Forman un círculo protector a su alrededor. Los caballeros tratamos de espiar. El parroquiano Benjamín se trepa a la espalda del parroquiano Fernando y mira por arriba de la valla.
–¿Qué se ve? –preguntamos.
–Un bolsito de maquillajes, dos collares, anillos, aros, una estampita de primera comunión, tres bolitas de vidrio, un sacacorchos, un ovillo de lana verde, un tenedor, una banderita argentina, una esfera de cristalconteniendo un paisaje nevado, un sachet de mayonesa, un secador de pelos, ruleros, un carozo de palta, hebillas, un timbre de bicicleta, un cepillo de dientes, ropa interior, una pata de conejo, dos cordones de zapatillas, una lupa, un mechón de cabellos de cuando era beba, una aguja para crochet, un álbum de fotos, una vela, una llave inglesa, caramelos surtidos, una lata de betún, un caleidoscopio, un escarpín, un broche para ropa, un walkman, un pañuelito, una lamparita de 40 W., un cascanueces, un alfajor de chocolate, papel higiénico, una barrita de azufre, una pipa de jade, una pluma de tucán.
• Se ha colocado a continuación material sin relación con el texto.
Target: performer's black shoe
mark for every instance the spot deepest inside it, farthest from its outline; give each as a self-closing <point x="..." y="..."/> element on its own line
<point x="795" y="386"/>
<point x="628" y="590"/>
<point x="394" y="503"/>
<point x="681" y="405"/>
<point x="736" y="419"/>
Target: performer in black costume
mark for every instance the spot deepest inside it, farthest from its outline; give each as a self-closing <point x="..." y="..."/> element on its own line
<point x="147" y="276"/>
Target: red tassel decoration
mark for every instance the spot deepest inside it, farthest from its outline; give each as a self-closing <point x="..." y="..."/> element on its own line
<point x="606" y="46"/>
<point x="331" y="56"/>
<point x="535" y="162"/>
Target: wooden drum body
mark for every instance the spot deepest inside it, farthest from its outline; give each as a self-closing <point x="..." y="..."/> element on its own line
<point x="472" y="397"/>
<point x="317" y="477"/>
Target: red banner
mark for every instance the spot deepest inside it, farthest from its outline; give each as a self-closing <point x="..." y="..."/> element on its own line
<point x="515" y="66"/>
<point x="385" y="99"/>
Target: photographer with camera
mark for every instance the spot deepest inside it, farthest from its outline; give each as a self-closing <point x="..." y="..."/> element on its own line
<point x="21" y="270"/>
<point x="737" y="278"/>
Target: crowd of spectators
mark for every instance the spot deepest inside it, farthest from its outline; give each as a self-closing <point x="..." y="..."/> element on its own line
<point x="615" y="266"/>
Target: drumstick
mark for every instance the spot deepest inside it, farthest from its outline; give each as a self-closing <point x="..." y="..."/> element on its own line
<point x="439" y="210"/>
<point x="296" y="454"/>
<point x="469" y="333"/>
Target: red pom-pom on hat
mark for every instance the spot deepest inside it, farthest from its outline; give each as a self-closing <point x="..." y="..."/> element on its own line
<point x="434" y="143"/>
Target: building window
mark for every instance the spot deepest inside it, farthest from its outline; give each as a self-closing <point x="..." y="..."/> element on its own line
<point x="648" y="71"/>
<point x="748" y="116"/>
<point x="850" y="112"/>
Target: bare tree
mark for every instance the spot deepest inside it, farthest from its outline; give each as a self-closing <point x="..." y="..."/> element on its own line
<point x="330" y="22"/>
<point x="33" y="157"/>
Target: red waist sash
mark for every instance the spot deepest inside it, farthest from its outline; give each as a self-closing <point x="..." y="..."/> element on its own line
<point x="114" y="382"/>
La voz furiosa de Andrea interrumpe el inventario:
–La vas a largar o no la vas a largar.
–¿Y ahora qué está pasando? –preguntamos.
–Está retorciendo la cartera –informa el vigía–. Le retuerce el cogote como a una gallina. Ahí saltó algo.
Vemos la mano triunfal de Andrea en alto mostrando la agenda.
–Yo sabías que la tenías adentro, a mí no me vas jorobar, ¿con quién te creías que estabas tratando?
Las damas abrazan a Andrea, los caballeros la felicitamos.